Like a series or a game. Like imagine you are playing your green hooded hero, rolling through temples and castles, defeating beasts and kicking open chests. You slay the beast of every cave and gather everything you can lay your hands on. Now you face the last challenge, the endboss so to say, and you just leave it there? Not due to lack of ambition or skill (how dare you question that) but some sort of …love? See, the idea I recently had was an odd one, I wanted to ask myself why I could never get to either finish a series or a videogame. I have of course played and finished various games, yet some just never wanted to be closed of?
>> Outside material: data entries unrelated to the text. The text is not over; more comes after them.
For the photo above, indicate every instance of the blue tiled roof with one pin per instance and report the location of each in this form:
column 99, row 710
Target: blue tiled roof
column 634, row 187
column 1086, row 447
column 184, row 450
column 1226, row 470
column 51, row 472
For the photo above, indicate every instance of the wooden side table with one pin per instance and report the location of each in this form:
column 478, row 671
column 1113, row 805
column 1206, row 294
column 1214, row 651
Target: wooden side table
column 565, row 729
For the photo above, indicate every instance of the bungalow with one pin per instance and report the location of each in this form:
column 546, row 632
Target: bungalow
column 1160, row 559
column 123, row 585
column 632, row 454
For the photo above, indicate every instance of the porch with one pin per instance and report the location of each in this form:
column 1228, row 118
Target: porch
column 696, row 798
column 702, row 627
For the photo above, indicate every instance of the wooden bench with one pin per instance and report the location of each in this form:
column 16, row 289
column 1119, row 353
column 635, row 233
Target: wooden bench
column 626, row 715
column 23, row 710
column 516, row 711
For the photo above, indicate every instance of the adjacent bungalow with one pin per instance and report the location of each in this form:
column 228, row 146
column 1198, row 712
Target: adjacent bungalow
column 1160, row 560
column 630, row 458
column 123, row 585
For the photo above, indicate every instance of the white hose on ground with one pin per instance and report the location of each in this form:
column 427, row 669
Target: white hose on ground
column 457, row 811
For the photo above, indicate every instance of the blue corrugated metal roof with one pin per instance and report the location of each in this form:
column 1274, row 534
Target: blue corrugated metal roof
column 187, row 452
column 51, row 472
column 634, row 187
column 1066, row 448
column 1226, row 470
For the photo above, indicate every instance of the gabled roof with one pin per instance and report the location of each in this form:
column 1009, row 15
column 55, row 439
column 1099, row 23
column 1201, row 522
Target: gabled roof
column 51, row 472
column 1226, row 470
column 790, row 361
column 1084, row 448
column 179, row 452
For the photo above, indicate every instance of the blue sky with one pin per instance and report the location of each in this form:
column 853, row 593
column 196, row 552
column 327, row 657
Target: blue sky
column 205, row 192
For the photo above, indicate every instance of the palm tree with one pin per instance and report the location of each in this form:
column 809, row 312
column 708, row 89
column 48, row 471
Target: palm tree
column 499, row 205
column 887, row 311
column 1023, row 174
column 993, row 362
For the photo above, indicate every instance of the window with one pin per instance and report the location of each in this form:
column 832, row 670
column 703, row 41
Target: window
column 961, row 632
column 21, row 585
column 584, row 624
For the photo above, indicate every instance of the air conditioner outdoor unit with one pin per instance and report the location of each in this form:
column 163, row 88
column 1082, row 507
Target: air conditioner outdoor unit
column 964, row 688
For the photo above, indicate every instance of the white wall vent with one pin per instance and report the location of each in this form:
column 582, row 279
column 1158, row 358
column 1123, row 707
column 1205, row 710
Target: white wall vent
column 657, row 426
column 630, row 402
Especially from the series I adore the most, I have not finished Breath of The Wild, yet I am right outside the final gate. (I can not love Ganondorf this much now can I?) I adore the Sopranos, I have watched so many clips the Youtube algorythm must have read my family name and just fueled the italian mobster, yet I found myself having to stop at the 4th season…
Am I scared of the most thriumphus final defeat? of closure of knowing an end? Do I wanna stay in the inbetween? In the potential in the what if? Well… after all, this is a question for me to work out throughout this year. Some of it is probably to be found within the poem.